En 2009, la Commission européenne a présenté une proposition de règlement créant cette agence européenne. Tourné vers la coopération pratique, ce Bureau vise à contribuer à réduire les écarts qui persistent entre les pratiques des différents Etats membres en matière d’asile.
Selon la Commission européenne, le Bureau d’appui européen doit avoir pour objectifs de :
- fournir aux administrations nationales une assistance opérationnelle afin d'améliorer la qualité et la cohérence de leurs décisions ;
- coordonner les initiatives de coopération pratique et l'échange des meilleures pratiques ;
- rassembler les informations sur les pays d'origine ;
- coordonner l’élaboration d’un programme de formation commun ;
- apporter son soutien aux États membres confrontés à des pressions particulières.
Des équipes d'experts européens
La proposition de la Commission prévoit la création d’équipes d’experts en matière d’asile qui seraient déployées sur le territoire d’Etats membres subissant des « pressions particulières », afin de leur apporter assistance. Ces « pressions particulières » sont définies comme celles dues notamment à la « situation géographique ou démographique ou aux situations caractérisées par l'arrivée soudaine d'un grand nombre de ressortissants de pays tiers pouvant avoir besoin d'une protection internationale ».

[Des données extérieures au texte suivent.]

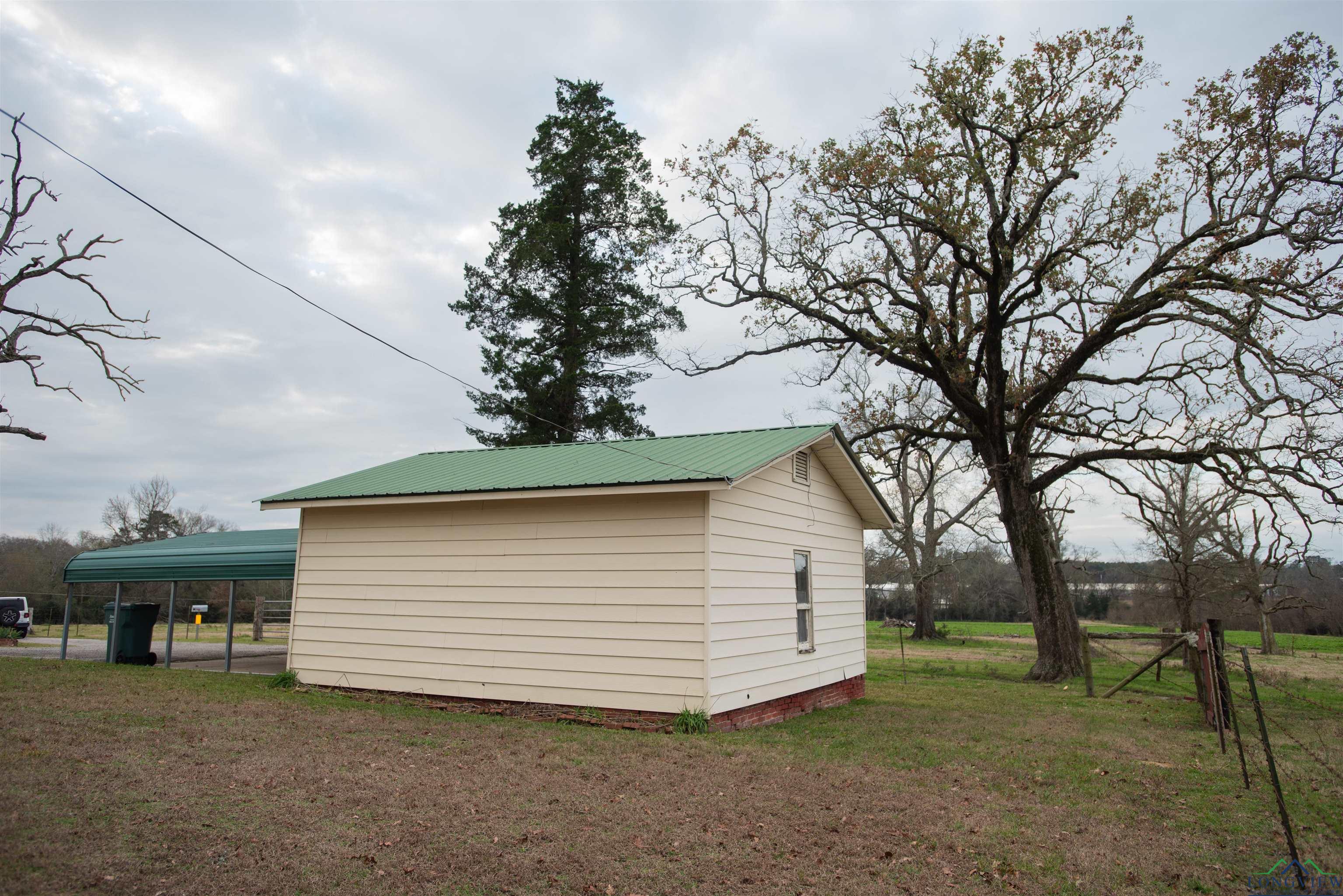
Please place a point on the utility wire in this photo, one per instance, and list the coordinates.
(347, 323)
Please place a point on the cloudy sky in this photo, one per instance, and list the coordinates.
(359, 152)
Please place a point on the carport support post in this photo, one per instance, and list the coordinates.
(172, 597)
(116, 626)
(65, 630)
(229, 633)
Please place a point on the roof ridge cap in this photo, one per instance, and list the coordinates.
(645, 438)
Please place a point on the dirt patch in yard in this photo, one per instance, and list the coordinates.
(192, 784)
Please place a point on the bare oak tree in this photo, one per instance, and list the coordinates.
(981, 238)
(1181, 516)
(19, 326)
(1259, 550)
(931, 487)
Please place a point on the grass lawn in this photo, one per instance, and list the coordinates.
(965, 780)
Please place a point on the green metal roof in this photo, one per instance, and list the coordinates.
(673, 458)
(260, 554)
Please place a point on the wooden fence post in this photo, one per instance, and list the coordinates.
(1174, 645)
(1091, 684)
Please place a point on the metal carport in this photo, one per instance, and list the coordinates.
(211, 556)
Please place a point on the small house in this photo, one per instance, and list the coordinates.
(720, 571)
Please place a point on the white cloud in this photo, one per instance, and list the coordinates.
(209, 347)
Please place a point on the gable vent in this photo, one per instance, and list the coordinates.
(802, 468)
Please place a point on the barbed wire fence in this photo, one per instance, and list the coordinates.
(1291, 745)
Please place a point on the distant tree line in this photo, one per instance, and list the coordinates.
(981, 583)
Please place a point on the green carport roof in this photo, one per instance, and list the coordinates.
(260, 554)
(673, 458)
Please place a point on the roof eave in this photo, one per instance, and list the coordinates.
(496, 495)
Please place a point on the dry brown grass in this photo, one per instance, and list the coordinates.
(144, 781)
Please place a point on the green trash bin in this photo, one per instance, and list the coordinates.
(136, 633)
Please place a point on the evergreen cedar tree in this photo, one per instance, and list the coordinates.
(1076, 315)
(566, 320)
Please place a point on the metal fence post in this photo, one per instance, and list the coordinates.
(1272, 768)
(172, 600)
(65, 630)
(116, 626)
(229, 633)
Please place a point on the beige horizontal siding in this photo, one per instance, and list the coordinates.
(493, 691)
(754, 530)
(594, 601)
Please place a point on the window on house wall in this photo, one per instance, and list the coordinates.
(802, 468)
(802, 578)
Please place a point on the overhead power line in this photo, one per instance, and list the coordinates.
(343, 320)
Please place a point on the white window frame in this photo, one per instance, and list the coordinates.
(805, 457)
(809, 606)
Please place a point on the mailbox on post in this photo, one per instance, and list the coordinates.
(198, 613)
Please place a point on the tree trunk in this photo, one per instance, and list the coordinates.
(1267, 642)
(1059, 652)
(926, 626)
(1186, 624)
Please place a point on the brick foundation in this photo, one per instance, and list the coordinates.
(790, 707)
(759, 714)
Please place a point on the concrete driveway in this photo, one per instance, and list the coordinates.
(266, 659)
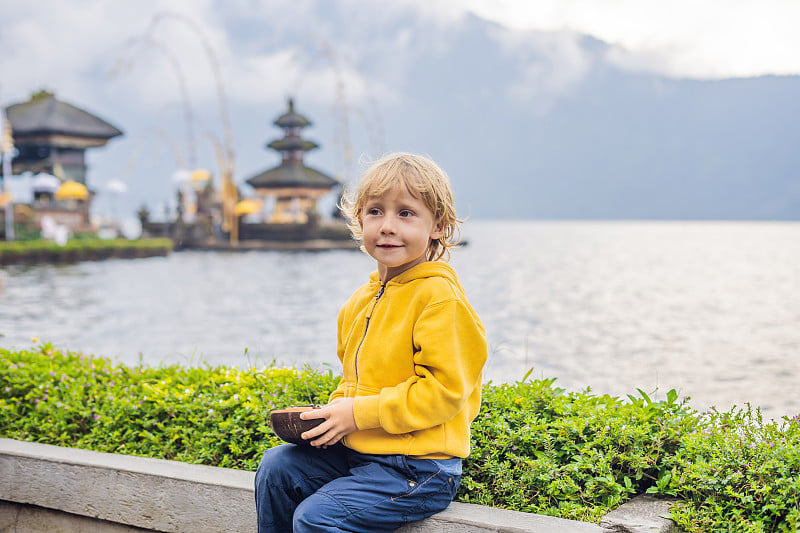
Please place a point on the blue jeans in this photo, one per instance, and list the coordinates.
(300, 488)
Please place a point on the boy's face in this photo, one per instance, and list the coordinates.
(397, 228)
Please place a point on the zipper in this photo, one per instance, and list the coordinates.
(366, 327)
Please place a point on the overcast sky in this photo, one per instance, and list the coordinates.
(90, 51)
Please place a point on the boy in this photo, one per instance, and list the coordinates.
(412, 351)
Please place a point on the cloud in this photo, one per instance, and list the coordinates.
(683, 38)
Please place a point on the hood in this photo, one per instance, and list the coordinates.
(428, 269)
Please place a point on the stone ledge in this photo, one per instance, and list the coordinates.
(68, 485)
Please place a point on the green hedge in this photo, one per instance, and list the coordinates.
(80, 249)
(536, 448)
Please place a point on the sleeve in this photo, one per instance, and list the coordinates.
(339, 391)
(449, 354)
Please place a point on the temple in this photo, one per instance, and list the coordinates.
(52, 136)
(292, 186)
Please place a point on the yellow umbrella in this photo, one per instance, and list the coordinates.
(72, 190)
(200, 174)
(248, 206)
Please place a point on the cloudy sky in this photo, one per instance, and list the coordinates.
(132, 61)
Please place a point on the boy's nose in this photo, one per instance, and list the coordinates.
(388, 225)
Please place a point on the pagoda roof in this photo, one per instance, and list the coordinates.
(292, 142)
(290, 119)
(292, 174)
(44, 114)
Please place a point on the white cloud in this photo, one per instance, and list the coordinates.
(682, 38)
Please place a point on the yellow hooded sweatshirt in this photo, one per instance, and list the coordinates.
(412, 353)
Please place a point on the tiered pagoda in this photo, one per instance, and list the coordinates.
(52, 136)
(294, 186)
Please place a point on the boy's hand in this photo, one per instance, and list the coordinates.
(339, 421)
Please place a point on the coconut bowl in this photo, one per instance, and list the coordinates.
(288, 426)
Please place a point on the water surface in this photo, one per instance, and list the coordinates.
(709, 308)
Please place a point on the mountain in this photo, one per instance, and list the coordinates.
(547, 125)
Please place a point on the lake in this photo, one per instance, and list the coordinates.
(711, 309)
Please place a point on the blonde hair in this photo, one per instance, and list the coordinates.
(424, 180)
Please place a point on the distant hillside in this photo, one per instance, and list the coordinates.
(617, 145)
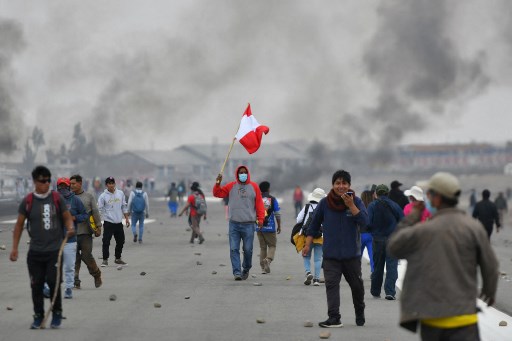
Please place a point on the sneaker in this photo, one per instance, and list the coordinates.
(331, 323)
(68, 293)
(38, 319)
(56, 320)
(97, 281)
(266, 265)
(46, 290)
(360, 320)
(120, 261)
(308, 279)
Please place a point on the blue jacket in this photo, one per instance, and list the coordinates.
(77, 209)
(341, 230)
(384, 215)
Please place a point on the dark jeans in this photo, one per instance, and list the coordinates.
(84, 253)
(41, 268)
(116, 230)
(467, 333)
(381, 258)
(351, 269)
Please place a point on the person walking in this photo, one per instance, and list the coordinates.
(384, 214)
(246, 212)
(79, 215)
(48, 218)
(298, 198)
(443, 255)
(485, 211)
(138, 206)
(305, 215)
(502, 207)
(85, 232)
(267, 233)
(415, 194)
(366, 237)
(173, 200)
(340, 216)
(195, 214)
(112, 206)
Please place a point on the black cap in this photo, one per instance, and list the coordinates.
(396, 184)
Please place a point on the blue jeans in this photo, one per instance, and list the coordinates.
(317, 259)
(138, 217)
(244, 232)
(381, 258)
(69, 258)
(366, 241)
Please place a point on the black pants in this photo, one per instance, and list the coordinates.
(351, 269)
(468, 333)
(84, 253)
(116, 230)
(41, 268)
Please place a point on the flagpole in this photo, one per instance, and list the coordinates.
(231, 147)
(227, 156)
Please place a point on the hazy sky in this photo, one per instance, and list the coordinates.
(157, 74)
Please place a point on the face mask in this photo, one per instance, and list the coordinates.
(428, 206)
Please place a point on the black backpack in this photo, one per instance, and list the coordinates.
(297, 227)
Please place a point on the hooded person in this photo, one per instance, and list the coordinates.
(195, 216)
(138, 205)
(246, 213)
(80, 215)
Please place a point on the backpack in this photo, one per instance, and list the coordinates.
(29, 200)
(269, 210)
(138, 202)
(297, 227)
(199, 203)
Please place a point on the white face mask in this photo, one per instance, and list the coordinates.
(429, 207)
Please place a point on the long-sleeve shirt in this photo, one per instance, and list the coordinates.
(112, 206)
(341, 229)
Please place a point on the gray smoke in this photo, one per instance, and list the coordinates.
(11, 43)
(418, 71)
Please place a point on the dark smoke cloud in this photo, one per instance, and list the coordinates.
(417, 69)
(11, 43)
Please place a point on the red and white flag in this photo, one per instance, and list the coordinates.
(250, 132)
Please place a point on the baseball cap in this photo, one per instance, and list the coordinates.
(396, 184)
(415, 192)
(63, 181)
(445, 184)
(381, 189)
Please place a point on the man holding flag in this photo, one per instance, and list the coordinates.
(246, 209)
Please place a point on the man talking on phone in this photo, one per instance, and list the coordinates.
(340, 216)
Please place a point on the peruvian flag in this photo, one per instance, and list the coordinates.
(250, 131)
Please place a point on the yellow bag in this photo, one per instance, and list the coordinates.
(300, 241)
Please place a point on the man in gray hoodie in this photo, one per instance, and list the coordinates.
(112, 206)
(84, 233)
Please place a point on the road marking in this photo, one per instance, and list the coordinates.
(488, 319)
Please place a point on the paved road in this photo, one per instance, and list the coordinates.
(218, 308)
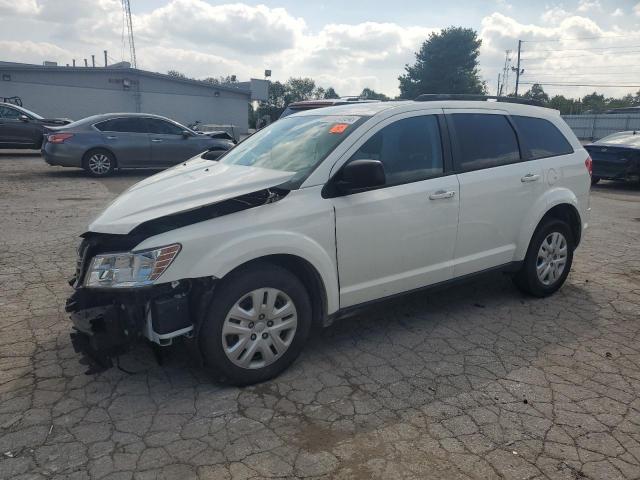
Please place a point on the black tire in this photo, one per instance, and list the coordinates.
(107, 159)
(527, 278)
(231, 290)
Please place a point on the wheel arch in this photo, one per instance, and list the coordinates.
(561, 204)
(306, 272)
(85, 155)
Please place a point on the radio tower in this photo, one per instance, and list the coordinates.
(126, 6)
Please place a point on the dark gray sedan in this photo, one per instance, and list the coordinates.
(103, 143)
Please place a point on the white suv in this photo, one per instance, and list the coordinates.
(323, 212)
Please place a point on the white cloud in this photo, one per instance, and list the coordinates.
(34, 52)
(554, 53)
(585, 6)
(19, 7)
(238, 27)
(554, 15)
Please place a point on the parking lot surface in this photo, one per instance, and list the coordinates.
(476, 381)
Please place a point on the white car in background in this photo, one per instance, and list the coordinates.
(323, 212)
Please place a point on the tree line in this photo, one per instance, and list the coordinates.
(591, 103)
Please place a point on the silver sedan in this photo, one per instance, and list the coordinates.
(103, 143)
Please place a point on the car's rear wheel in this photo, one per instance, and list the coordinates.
(548, 259)
(99, 163)
(256, 325)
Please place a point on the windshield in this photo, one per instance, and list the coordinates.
(293, 144)
(29, 112)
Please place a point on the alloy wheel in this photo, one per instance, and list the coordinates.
(99, 164)
(552, 258)
(259, 328)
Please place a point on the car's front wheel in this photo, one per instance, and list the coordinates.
(548, 259)
(99, 163)
(256, 325)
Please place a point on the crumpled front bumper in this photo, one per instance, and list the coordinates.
(104, 326)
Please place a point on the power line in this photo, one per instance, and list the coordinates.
(549, 57)
(583, 49)
(581, 85)
(581, 38)
(632, 74)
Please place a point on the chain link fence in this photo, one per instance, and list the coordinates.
(595, 126)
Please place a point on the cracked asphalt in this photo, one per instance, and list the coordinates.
(476, 381)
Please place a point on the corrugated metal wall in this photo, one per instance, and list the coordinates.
(596, 126)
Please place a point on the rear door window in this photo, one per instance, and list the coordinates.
(162, 127)
(483, 141)
(410, 150)
(129, 125)
(7, 112)
(542, 138)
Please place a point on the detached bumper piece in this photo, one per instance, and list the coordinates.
(106, 325)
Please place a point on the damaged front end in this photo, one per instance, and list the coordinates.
(108, 322)
(110, 318)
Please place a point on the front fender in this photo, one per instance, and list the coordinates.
(223, 258)
(551, 198)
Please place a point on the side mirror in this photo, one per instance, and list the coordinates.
(360, 175)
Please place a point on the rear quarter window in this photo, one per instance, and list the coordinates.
(541, 137)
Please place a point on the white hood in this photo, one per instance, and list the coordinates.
(187, 186)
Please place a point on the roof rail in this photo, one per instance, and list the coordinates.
(434, 97)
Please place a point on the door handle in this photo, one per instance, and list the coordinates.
(441, 194)
(530, 177)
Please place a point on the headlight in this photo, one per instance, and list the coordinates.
(130, 269)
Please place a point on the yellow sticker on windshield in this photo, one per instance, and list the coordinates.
(339, 128)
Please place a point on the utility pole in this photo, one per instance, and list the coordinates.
(505, 73)
(126, 7)
(518, 67)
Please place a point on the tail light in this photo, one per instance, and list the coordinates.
(589, 164)
(59, 137)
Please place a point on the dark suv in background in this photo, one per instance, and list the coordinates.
(21, 128)
(102, 143)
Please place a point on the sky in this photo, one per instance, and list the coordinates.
(346, 45)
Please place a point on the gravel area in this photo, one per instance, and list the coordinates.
(476, 381)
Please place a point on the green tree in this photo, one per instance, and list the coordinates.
(594, 103)
(536, 92)
(371, 94)
(299, 89)
(567, 106)
(331, 93)
(446, 63)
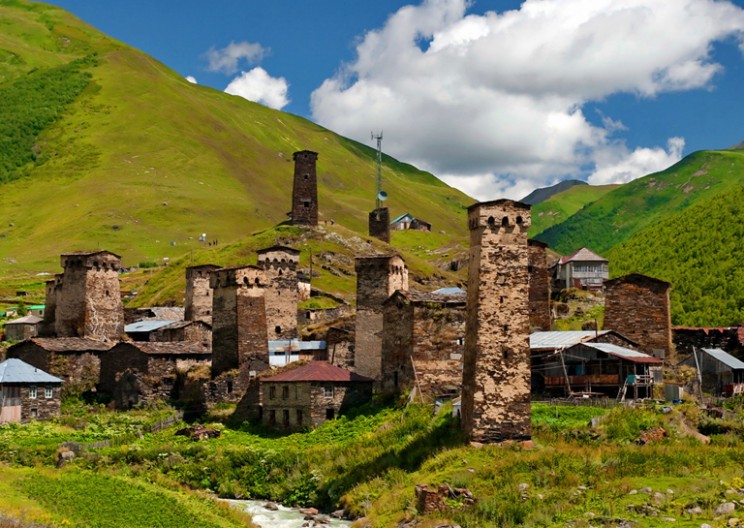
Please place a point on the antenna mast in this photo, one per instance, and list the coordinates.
(378, 194)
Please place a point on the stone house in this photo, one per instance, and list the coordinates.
(637, 306)
(24, 328)
(423, 342)
(74, 359)
(311, 394)
(27, 393)
(136, 373)
(600, 368)
(582, 269)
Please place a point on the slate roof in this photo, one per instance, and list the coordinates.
(16, 371)
(321, 371)
(725, 358)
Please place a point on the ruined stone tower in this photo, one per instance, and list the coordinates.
(378, 277)
(496, 369)
(88, 297)
(280, 265)
(379, 224)
(305, 189)
(239, 338)
(637, 306)
(539, 287)
(198, 302)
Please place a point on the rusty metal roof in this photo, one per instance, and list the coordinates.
(318, 371)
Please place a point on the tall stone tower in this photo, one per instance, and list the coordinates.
(89, 298)
(239, 337)
(496, 369)
(539, 286)
(379, 224)
(198, 303)
(280, 265)
(378, 277)
(305, 189)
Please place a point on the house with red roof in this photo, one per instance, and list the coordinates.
(310, 394)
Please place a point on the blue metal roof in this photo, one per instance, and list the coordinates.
(17, 371)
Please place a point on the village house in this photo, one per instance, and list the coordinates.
(27, 393)
(74, 359)
(583, 269)
(311, 394)
(423, 341)
(136, 373)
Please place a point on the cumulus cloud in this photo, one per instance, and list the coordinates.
(494, 103)
(258, 86)
(228, 59)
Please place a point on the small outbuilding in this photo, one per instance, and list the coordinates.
(311, 394)
(27, 393)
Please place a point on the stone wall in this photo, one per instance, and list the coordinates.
(305, 189)
(637, 306)
(377, 278)
(198, 301)
(496, 370)
(539, 287)
(239, 334)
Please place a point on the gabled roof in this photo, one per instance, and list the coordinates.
(725, 358)
(624, 353)
(320, 371)
(16, 371)
(583, 255)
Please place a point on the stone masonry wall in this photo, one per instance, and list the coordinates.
(637, 307)
(496, 370)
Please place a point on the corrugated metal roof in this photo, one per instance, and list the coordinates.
(147, 325)
(725, 358)
(622, 352)
(561, 339)
(317, 371)
(16, 371)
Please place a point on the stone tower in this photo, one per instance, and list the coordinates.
(198, 303)
(379, 224)
(539, 286)
(305, 189)
(239, 338)
(280, 265)
(637, 306)
(496, 369)
(88, 299)
(378, 277)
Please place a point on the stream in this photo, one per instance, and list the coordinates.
(283, 517)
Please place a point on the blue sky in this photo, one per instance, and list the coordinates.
(494, 97)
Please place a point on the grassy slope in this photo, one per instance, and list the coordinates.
(561, 206)
(164, 160)
(642, 203)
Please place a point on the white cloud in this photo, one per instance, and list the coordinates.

Ce dispositif s’apparente aux opérations conjointes coordonnées par Frontex et aux Equipes d’intervention rapide de contrôle aux frontières (RABIT - Règlement n°863/2007 du 11 juillet 2007) que cette agence peut mobiliser en cas d’urgence. Les experts seraient mis à disposition pour des périodes courtes et déployés pour assister les Etats membres qui garderaient la maitrise de l’opération sur leur territoire.
Favoriser le transfert de réfugiés
La proposition de la Commission donne d’abord au BEA la mission de favoriser le transfert des réfugiés. Cette idée est intéressante si un programme européen devait se mettre en œuvre car il nécessitera une coordination entre plusieurs Etats membres et organisations internationales aux compétences diverses (OIM, HCR, associations…). D’autre part, la nouveauté de l’exercice et la sensibilité de certaines étapes du processus, telles que la sélection des réfugiés notamment, nécessiteront un tiers impartial et crédible afin de garantir la qualité du programme. Il est cependant regrettable que la Commission n’ait visé, dans sa proposition, que le transfert des réfugiés, oubliant de mentionner les demandeurs d’asile, contrairement au FER III qui leur fait spécifiquement référence.